We report a case of iatrogenic closure of a stented CFA following Angio-Seal deployment treated successfully with the JetStream Navitus (2.1-3 mm; Bayer Interventional) under embolic filter protection with the NAV-6 filter (Abbott Vascular). The JetStream is a rotational atherectomy device with aspiration capacity approved by the United States Food and Drug Administration (FDA) for treatment of lower-extremity arterial obstructive disease. Its application in our case has not been reported and is off label. The rationale and potential complications of this device in this setting are discussed in this report.

Case Report

A 65-year-old female with history of hypertension, hyperlipidemia, prior smoking history, and coronary artery disease underwent successful percutaneous coronary intervention via the left CFA. The patient had prior stenting to her CFA bilaterally including a covered stent to her right CFA several months prior to this procedure. Upon completion of the procedure, a 6 Fr Angio-Seal vascular closure device was then deployed successfully with good hemostasis. The next morning, the patient complained of tingling and numbness in her left lower leg. Pulses in the pedals were markedly diminished and were very faintly appreciated with a Doppler. After informed consent, the patient was brought to the angiography laboratory for consideration of angiography and revascularization of her left lower extremity. Contralateral access from the right CFA showed a subtotal hazy occlusion of the left CFA at the site of the Angio-Seal deployment with faint flow into the left superficial femoral artery (SFA) (Figure 1).  

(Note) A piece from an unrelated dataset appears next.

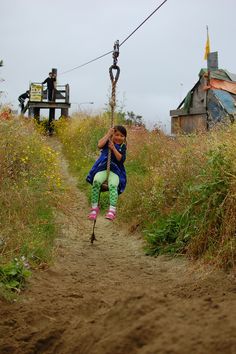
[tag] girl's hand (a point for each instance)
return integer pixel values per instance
(111, 145)
(110, 132)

Our vascular service was consulted for definitive treatment while she was in the angiography laboratory. Pros and cons of treatment were discussed. The patient had a stent in her left CFA, which would complicate surgical intervention. Also, she had a recent arteriotomy in her left CFA, which would increase her risk of bleeding. Balloon angioplasty alone is suboptimal, since distal showering of the debris and thrombotic occlusion of the left SFA would likely occur. Filters would be suboptimal in the setting of balloon angioplasty alone given the size of the collagen debris in her vessel that would completely overfill and obstruct the filter. Manual or mechanical aspiration is unlikely to be effective because of the hard consistency of the collagen. With no clear optimal method on how to treat this complication, we elected to proceed with combined rotational atherectomy and aspiration using the JetStream device. The device theoretically would cut and aspirate the occlusive collagen and minimize distal embolization. Potential bleeding from the arteriotomy site could be handled with occlusive balloon angioplasty in the CFA. The device, however, has a theoretical disadvantage, particularly with blades-up, since no data exist on the interaction of the blades with the stent within the treated segment. Distal embolization may still occur with this device despite suctioning and can still lead to collagen debris downstream.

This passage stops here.